Re: [RFC][PATCH 3/8] mm/vmscan: Attempt to migrate page in lieu of discard

Yang Shi <yang.shi@xxxxxxxxxxxxxxxxx> · Wed, 1 Jul 2020 10:21:24 -0700

On 6/30/20 10:41 PM, David Rientjes wrote:
On Tue, 30 Jun 2020, Yang Shi wrote:

From: Dave Hansen <dave.hansen@xxxxxxxxxxxxxxx>

If a memory node has a preferred migration path to demote cold pages,
attempt to move those inactive pages to that migration node before
reclaiming. This will better utilize available memory, provide a faster
tier than swapping or discarding, and allow such pages to be reused
immediately without IO to retrieve the data.

When handling anonymous pages, this will be considered before swap if
enabled. Should the demotion fail for any reason, the page reclaim
will proceed as if the demotion feature was not enabled.

Thanks for sharing these patches and kick-starting the conversation, Dave.

Could this cause us to break a user's mbind() or allow a user to
circumvent their cpuset.mems?

Because we don't have a mapping of the page back to its allocation
context (or the process context in which it was allocated), it seems like
both are possible.
Yes, this could break the memory placement policy enforced by mbind and
cpuset. I discussed this with Michal on mailing list and tried to find a way
to solve it, but unfortunately it seems not easy as what you mentioned above.
The memory policy and cpuset is stored in task_struct rather than mm_struct.
It is not easy to trace back to task_struct from page (owner field of
mm_struct might be helpful, but it depends on CONFIG_MEMCG and is not
preferred way).

Yeah, and Ying made a similar response to this message.

We can do this if we consider pmem not to be a separate memory tier from
the system perspective, however, but rather the socket perspective.  In
other words, a node can only demote to a series of exclusive pmem ranges
and promote to the same series of ranges in reverse order.  So DRAM node 0
can only demote to PMEM node 2 while DRAM node 1 can only demote to PMEM
node 3 -- a pmem range cannot be demoted to, or promoted from, more than
one DRAM node.

This naturally takes care of mbind() and cpuset.mems if we consider pmem
just to be slower volatile memory and we don't need to deal with the
latency concerns of cross socket migration.  A user page will never be
demoted to a pmem range across the socket and will never be promoted to a
different DRAM node that it doesn't have access to.

But I don't see too much benefit to limit the migration target to the 
so-called *paired* pmem node.
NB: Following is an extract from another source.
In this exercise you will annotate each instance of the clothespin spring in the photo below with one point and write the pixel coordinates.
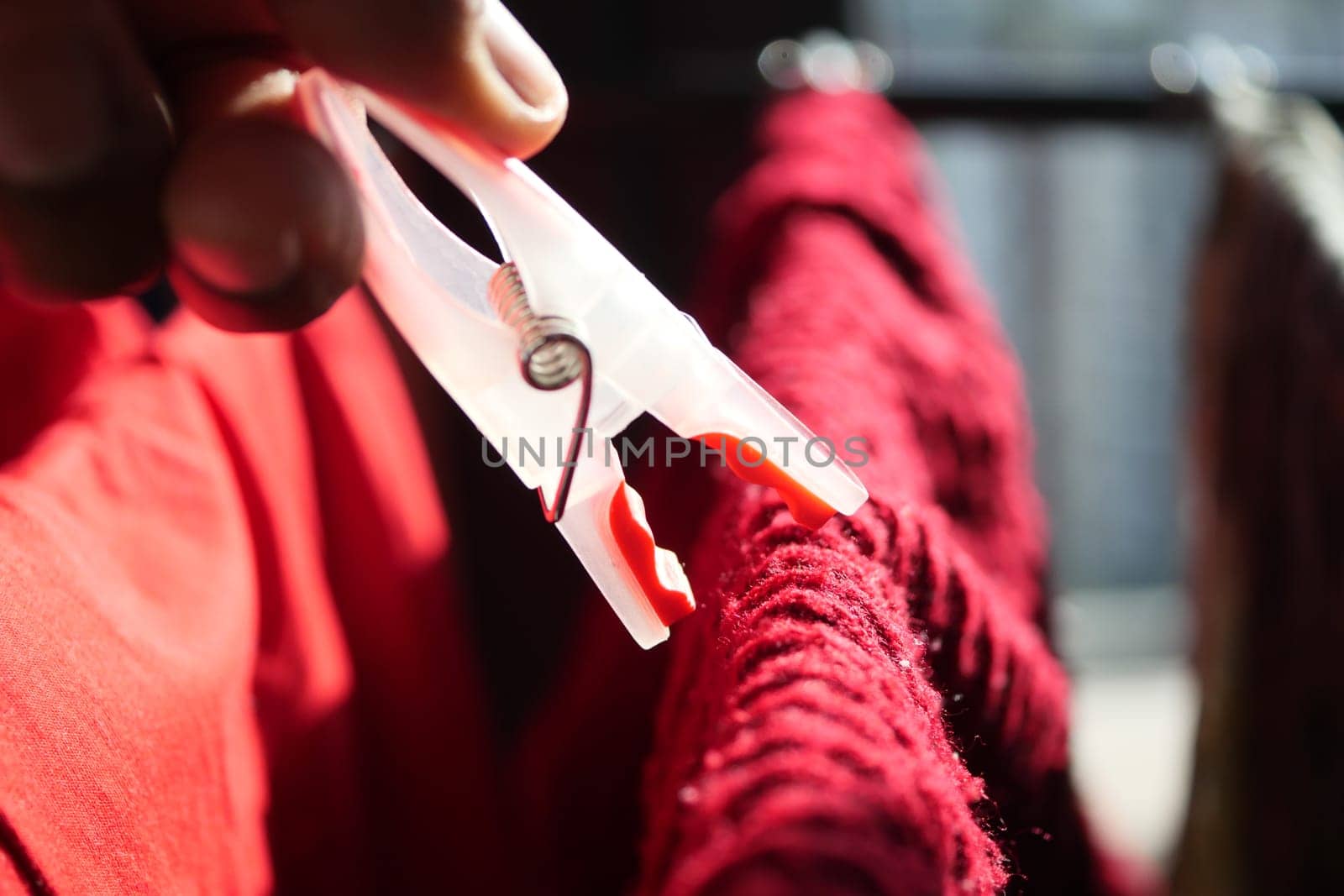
(550, 356)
IMHO it is fine to migrate to a remote (on 
a different socket) pmem node since even the cross socket access should 
be much faster then refault or swap from disk.
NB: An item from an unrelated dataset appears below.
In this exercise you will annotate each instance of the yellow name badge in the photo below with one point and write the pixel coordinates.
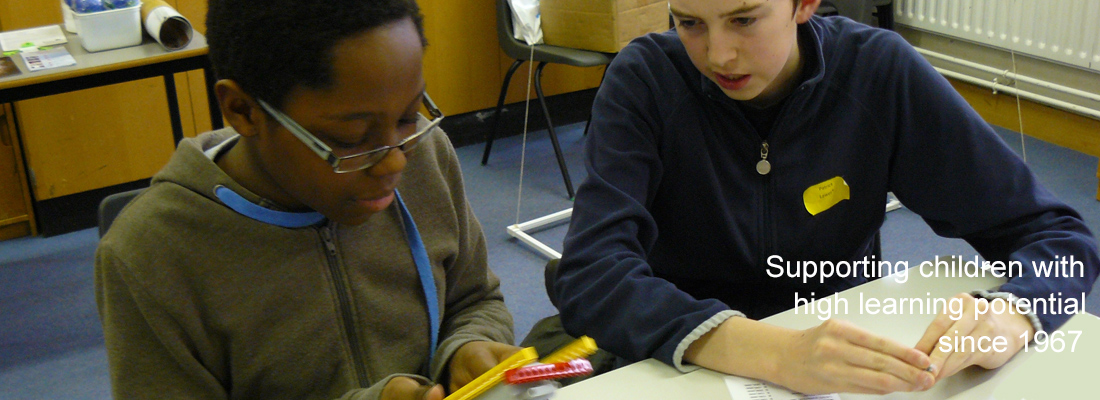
(823, 196)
That can work with the NUMA abstraction for pmem, but it could also
theoretically be a new memory zone instead.  If all memory living on pmem
is migratable (the natural way that memory hotplug is done, so we can
offline), this zone would live above ZONE_MOVABLE.  Zonelist ordering
would determine whether we can allocate directly from this memory based on
system config or a new gfp flag that could be set for users of a mempolicy
that allows allocations directly from pmem.  If abstracted as a NUMA node
instead, interleave over nodes {0,2,3} or a cpuset.mems of {0,2,3} doesn't
make much sense.

Kswapd would need to be enlightened for proper pgdat and pmem balancing
but in theory it should be simpler because it only has its own node to
manage.  Existing per-zone watermarks might be easy to use to fine tune
the policy from userspace: the scale factor determines how much memory we
try to keep free on DRAM for migration from pmem, for example.  We also
wouldn't have to deal with node hotplug or updating of demotion/promotion
node chains.

Maybe the strongest advantage of the node abstraction is the ability to
use autonuma and migrate_pages()/move_pages() API for moving pages
explicitly?  Mempolicies could be used for migration to "top-tier" memory,
i.e. ZONE_NORMAL or ZONE_MOVABLE, instead.
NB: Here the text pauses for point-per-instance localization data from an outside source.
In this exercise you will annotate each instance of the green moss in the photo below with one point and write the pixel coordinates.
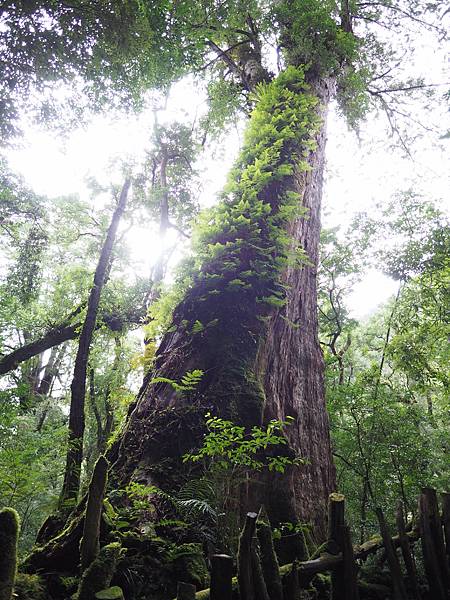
(29, 587)
(9, 532)
(98, 575)
(113, 593)
(189, 565)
I think using pmem as a node is more natural than zone and less 
intrusive since we can just reuse all the numa APIs. If we treat pmem as 
a new zone I think the implementation may be more intrusive and 
complicated (i.e. need a new gfp flag) and user can't control the memory 
placement.

Actually there had been such proposal before, please see 
https://www.spinics.net/lists/linux-mm/msg151788.html